A new focus on coaching for HR departments

Internal communications can be a challenge at the best of times and, when teams are geographically scattered, the job of unifying them in common goals and behaviours becomes that much trickier.

HR’s unrivalled expertise in remote communication and productivity, honed in the COVID-19 crisis, should be shared through closer collaboration with line managers, says Dean Hunter, founder of HR consultancy Hunter Adams.

“Many HR teams still sit behind computers, guiding email traffic around much of the time. What’s required now is for the profession to move away from the personnel model to become more of a coaching function, developing and generally helping managers step up to become leaders,” he says.
“The opportunities for driving change on flexible and agile working, accessing a more widespread talent pool, raising manager capabilities and flexible performance frameworks all provide HR with opportunities to raise credibility and add value.”

Despite praise heaped on the likes of Zoom, the live trial of remote technology, which in many organisations was untested when COVID-19 struck, hasn’t always been a walk in the park.

While inadequate broadband speeds and unreasonable management expectations have for some marred initiation into at-home working, the broader issue of who is and isn’t prepared to embrace this going forward is already weighing heavily on HR departments.

HR functions during Covid-19

“These last few months have been the most incredible time for the status of the people function, but for those individuals who have struggled with remote tech or still refuse to engage with it, the coming period will be very hard,” says Andy Davies, senior vice president at global HR and analytics company MHR.

“How people managers cope with those folk who have to be dragged over the line to remain productive as we transition to widespread remote working will be a major test of the profession and could be critical to the standing of the function long term.”

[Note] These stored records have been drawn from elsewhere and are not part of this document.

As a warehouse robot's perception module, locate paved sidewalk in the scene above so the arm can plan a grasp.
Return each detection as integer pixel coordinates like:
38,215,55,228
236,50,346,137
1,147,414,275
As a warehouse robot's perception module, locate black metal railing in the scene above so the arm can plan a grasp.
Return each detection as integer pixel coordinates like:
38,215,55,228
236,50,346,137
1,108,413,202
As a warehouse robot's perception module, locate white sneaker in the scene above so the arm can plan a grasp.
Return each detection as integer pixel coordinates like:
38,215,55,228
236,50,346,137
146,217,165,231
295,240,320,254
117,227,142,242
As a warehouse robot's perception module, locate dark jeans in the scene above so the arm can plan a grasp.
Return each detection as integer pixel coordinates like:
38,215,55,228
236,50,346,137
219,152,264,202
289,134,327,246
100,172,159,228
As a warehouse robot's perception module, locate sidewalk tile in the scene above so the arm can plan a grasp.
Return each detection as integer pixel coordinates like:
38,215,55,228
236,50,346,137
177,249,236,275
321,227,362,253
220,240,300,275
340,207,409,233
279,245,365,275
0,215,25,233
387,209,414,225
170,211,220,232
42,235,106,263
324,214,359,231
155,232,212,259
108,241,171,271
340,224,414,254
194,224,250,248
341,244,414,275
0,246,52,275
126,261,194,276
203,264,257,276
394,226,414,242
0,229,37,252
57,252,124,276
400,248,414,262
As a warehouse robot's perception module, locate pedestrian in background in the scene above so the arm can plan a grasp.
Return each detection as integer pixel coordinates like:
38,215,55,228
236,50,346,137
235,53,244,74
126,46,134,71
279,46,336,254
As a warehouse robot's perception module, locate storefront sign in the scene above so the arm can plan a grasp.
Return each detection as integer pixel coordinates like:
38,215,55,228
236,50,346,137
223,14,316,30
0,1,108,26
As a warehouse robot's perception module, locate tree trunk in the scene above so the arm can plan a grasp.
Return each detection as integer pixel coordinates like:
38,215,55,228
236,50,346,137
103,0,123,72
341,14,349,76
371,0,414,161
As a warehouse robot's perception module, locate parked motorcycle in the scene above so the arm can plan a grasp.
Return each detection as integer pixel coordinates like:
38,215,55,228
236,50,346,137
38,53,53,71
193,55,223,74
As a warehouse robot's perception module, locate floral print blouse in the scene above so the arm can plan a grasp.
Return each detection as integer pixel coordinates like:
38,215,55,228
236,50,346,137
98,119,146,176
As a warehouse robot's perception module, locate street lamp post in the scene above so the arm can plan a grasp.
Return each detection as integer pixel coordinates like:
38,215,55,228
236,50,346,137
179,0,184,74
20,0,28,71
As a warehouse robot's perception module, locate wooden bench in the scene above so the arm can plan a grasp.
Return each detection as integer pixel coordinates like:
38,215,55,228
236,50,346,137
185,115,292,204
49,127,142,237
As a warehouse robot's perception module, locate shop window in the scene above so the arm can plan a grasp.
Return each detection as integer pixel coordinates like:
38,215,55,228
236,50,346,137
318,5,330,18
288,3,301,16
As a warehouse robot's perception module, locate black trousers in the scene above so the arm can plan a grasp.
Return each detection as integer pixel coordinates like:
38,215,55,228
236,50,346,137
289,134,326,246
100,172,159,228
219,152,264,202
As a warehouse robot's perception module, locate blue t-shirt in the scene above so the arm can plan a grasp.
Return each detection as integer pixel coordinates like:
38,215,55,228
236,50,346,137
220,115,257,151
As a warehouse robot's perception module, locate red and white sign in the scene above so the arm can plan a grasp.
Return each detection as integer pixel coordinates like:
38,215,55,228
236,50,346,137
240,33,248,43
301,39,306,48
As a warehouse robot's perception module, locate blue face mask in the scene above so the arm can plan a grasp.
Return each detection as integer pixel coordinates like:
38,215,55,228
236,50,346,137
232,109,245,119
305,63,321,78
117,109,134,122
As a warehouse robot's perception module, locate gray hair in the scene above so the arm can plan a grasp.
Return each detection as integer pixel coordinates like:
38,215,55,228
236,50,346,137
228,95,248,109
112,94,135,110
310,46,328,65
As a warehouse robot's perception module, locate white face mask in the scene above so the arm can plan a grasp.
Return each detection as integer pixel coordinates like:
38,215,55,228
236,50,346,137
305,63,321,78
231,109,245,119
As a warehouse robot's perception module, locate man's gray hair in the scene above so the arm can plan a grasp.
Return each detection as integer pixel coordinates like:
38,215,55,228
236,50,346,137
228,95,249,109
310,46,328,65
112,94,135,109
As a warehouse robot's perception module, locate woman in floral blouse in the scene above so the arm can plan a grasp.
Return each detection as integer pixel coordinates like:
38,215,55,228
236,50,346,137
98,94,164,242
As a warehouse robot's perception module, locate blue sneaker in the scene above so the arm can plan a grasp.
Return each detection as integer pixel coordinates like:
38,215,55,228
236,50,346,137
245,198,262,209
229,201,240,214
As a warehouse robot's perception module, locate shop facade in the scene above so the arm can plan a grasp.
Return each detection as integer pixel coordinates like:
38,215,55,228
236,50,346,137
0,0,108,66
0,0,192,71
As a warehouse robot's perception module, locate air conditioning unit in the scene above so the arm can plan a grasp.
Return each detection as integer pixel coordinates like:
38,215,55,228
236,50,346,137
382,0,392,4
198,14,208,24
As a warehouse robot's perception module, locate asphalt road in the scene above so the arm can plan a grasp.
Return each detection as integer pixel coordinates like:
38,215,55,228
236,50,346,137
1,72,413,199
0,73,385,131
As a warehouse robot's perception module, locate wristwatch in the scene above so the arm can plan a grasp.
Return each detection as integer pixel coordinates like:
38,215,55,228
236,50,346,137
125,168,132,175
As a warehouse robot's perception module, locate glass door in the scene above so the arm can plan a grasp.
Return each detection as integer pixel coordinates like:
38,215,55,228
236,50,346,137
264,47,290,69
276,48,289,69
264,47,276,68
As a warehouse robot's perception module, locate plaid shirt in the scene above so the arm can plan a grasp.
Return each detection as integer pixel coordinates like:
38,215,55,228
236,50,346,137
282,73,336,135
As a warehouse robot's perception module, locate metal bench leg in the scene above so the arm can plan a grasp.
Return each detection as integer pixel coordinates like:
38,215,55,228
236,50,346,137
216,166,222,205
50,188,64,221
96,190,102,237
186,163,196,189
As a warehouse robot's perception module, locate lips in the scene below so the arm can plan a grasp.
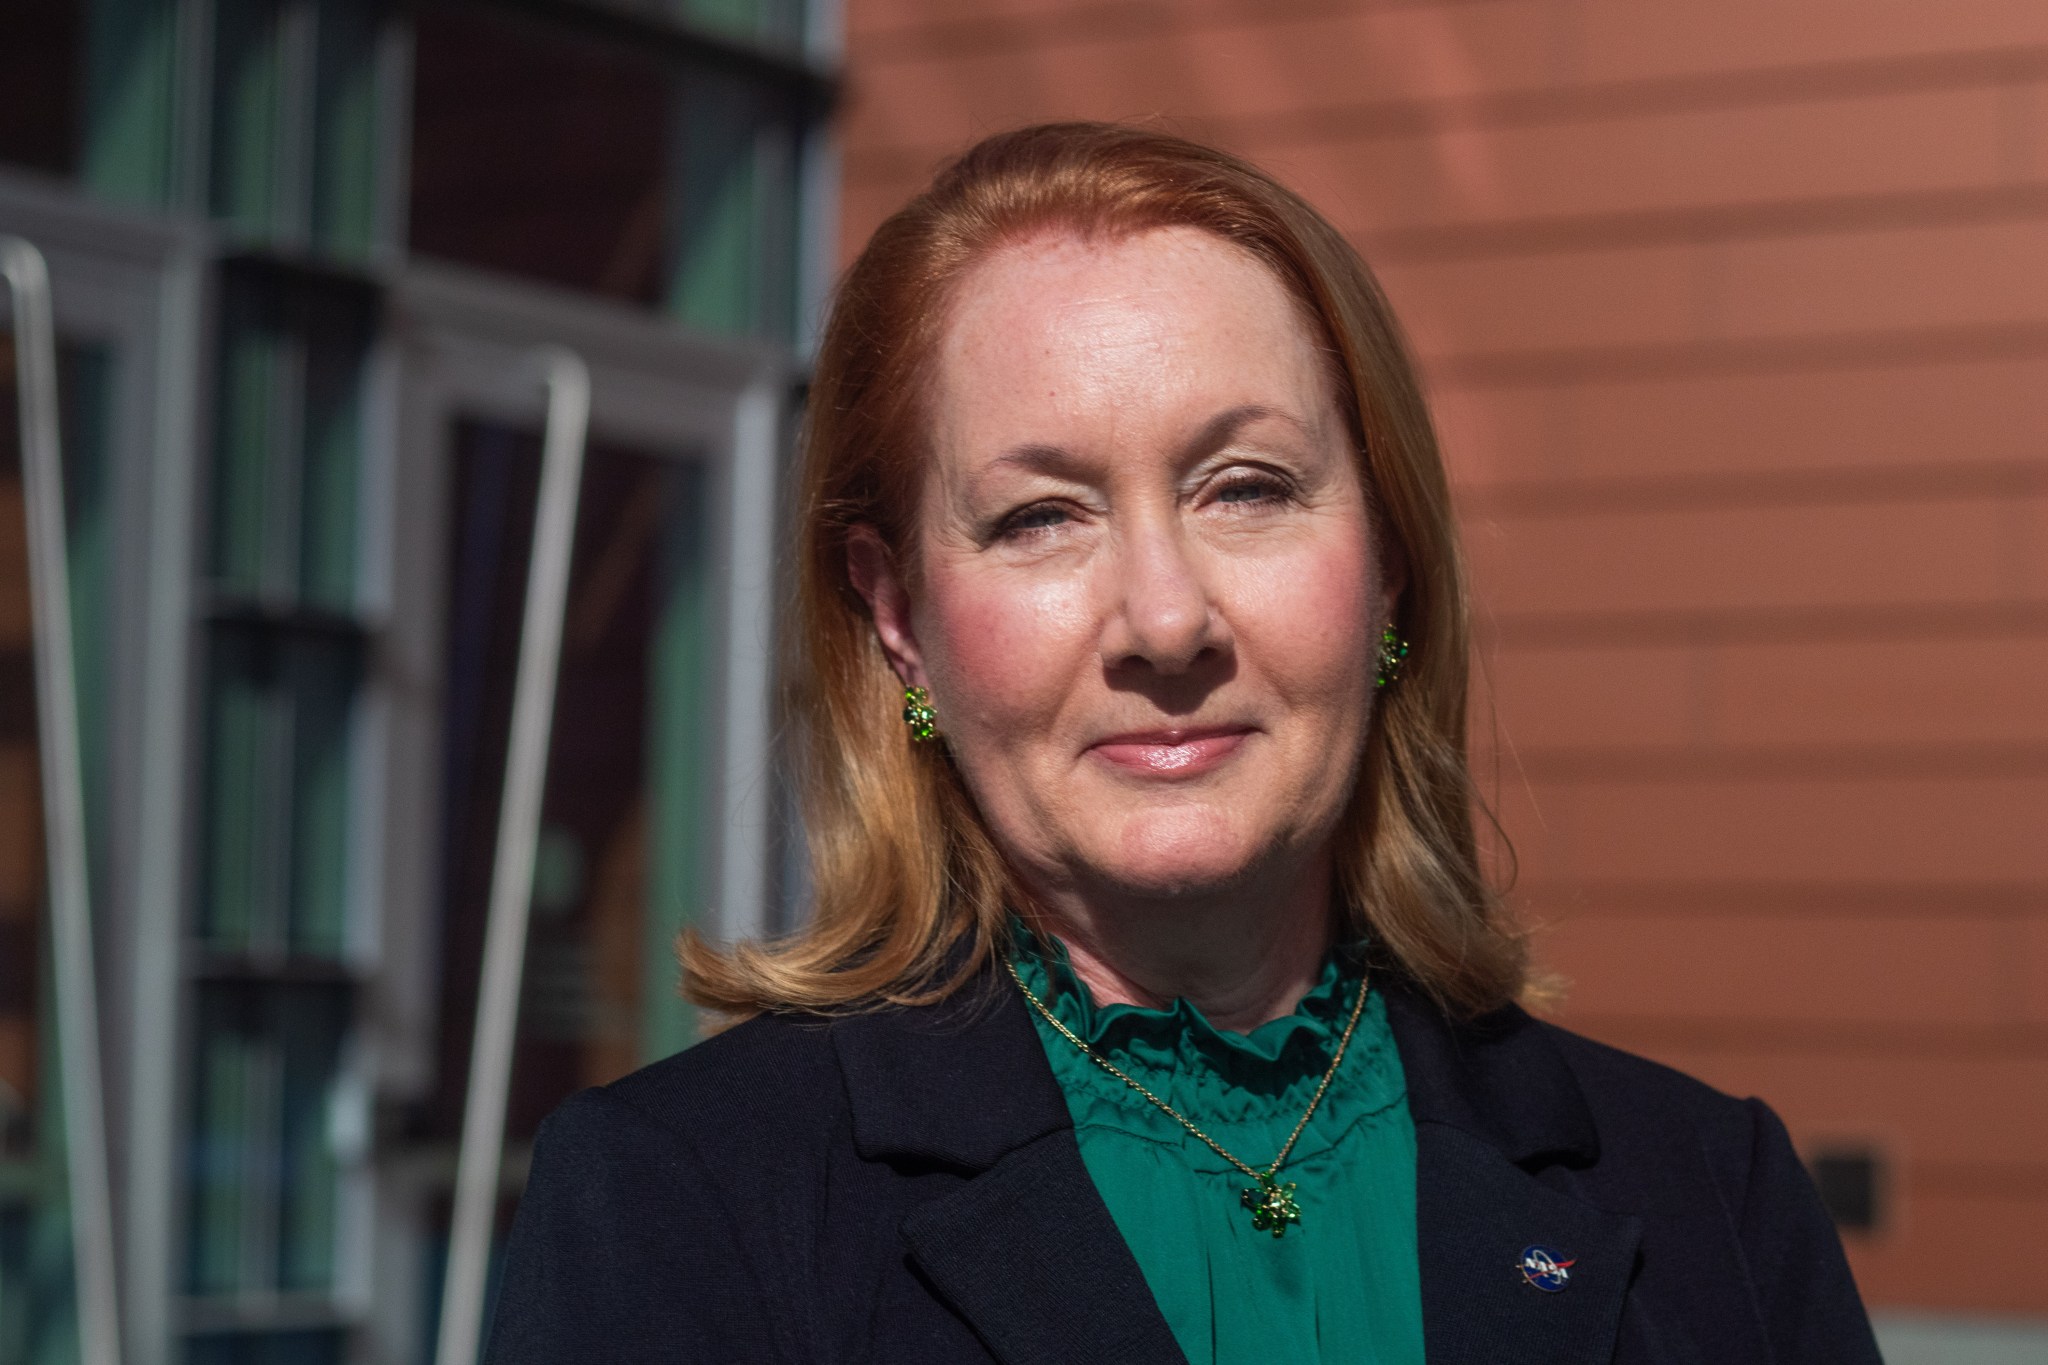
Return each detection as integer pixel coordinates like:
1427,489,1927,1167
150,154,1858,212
1088,726,1252,778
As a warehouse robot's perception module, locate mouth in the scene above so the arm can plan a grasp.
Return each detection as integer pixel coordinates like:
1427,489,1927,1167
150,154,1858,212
1087,726,1254,779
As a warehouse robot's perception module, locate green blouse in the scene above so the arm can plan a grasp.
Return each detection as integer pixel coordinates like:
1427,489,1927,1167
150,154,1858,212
1012,930,1424,1365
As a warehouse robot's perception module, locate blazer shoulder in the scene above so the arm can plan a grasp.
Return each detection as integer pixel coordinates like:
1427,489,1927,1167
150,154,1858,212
1524,1015,1784,1198
596,1008,852,1158
1532,1017,1746,1124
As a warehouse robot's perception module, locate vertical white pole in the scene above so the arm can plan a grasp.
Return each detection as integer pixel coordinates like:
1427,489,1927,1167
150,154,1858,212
714,378,780,944
2,236,124,1365
434,347,590,1365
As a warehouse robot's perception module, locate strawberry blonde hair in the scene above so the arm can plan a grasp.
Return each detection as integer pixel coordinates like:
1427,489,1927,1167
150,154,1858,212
681,123,1524,1019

HR managers must talk the language of business

While some leaders are already fully supportive of the strategic role of HR, others believe they themselves are the only true experts when it comes to motivating and engaging with their workforce.

Changing the hearts and minds of the C-suite, perhaps about the long-term benefits of remote working or even the strategic value of HR itself, requires an all-round understanding of business imperatives as well as access to solid data and analysis.

“If we can advise on aspects of HR that managers don’t understand, employment law for example, it encourages leaders to interact with the function and to partner with it; something we have seen clearly in COVID-19 as managers have looked to human resources to provide answers to a whole range of problems,” says Hunter.

“If you want to have a seat at the table, think about the things managers won’t have knowledge of and have something interesting to say about them.”

Understanding how the business works, how it makes money, what the margins are and its operating performance are also essential if HR leaders are to add real value.

“Having established that you understand the basics, you can go on to suggest how HR can contribute to the growth of the business and therefore increase the bottom line,” says Hunter. “By being commercial and talking the business’s language, building long-term reputation will be a given.”

Making the case for staying at home

Despite the growing appetite for remote-work options to comprise part of a standard contract, there will be leaders in all sectors who persist in pursuing the old policies of presenteeism and micro-management, even if this results in an exodus of hard-to-replace talent.

Pointing out what the competition is doing to cater for changing workforce expectations is one way to move the cultural dial.

But the CIPD’s Cheese cautions: “There will be some managers and leaders who are more comfortable with the traditional ways of working and have probably always been resistant to more flexible practices.” However, the recent and successful immersion in mandatory home working will, he hopes, have softened attitudes.

“The use of qualitative data from staff surveys, asking how people like the greater flexibility and how it impacts their work and their engagement, as well as more quantitative data about hours worked, absenteeism, downtime rates, productivity and output, will be game-changers for both the workforce and HR itself as the return to work gathers pace,” Cheese concludes.